Black Bark chef David Lawrence: “We might as well go for it.”
By BARBARA KATE REPA
When David Lawrence and Monetta White announced plans to open their high end but homey restaurant, 1300 on Fillmore, eight years ago, friends cautioned against it. “They said, ‘You’re going down to lower Fillmore? Are you nuts?’ ” says White, whose mother and grandmother both grew up in the neighborhood.
But soon after the doors opened, the joint was jumping, fueled by foot traffic brought in by the adjacent Yoshi’s restaurant and jazz club. The club was part of the Fillmore Heritage Center — a 240,000-square-foot mixed-use complex that included Yoshi’s, 1300 on Fillmore and a nonprofit art gallery, with 80 condominiums rising above — all constructed in an ambitious attempt to revitalize Fillmore south of Geary.
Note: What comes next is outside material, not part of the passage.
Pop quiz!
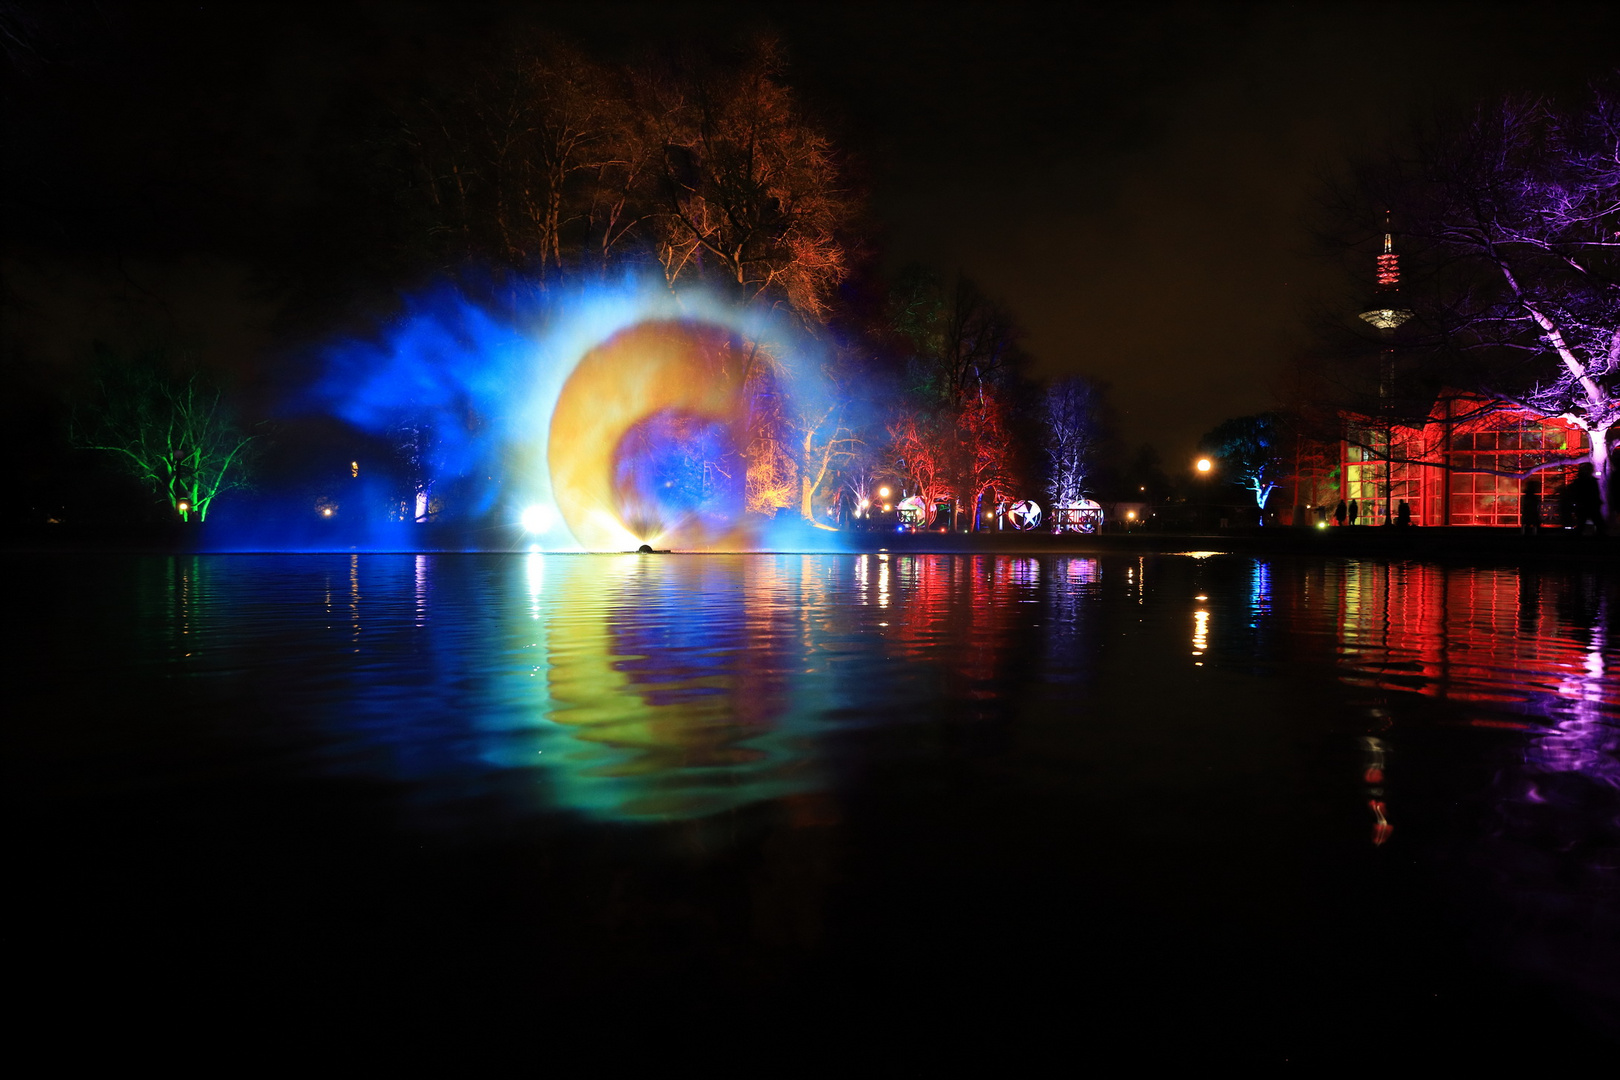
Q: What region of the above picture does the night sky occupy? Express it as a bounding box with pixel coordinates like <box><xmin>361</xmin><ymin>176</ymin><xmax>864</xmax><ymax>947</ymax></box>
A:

For a few years, the $75 million bet seemed to pay off, as the new businesses and residents brought a vibrancy, unity and goodwill to the nascent jazz district, along with new patrons and customers. Then suddenly things changed. Fingers pointed at various culprits: a lagging economy, changing neighborhood demographics, bad management, the new SF Jazz Center in the Civic Center. The Lush Life Gallery closed first. Then Yoshi’s declared bankruptcy. An attempt to revive the club as The Addition quickly failed. For the last year, it has sat empty — an eerily silent space nearly a block long. Many people assumed 1300 on Fillmore was no longer in business, either.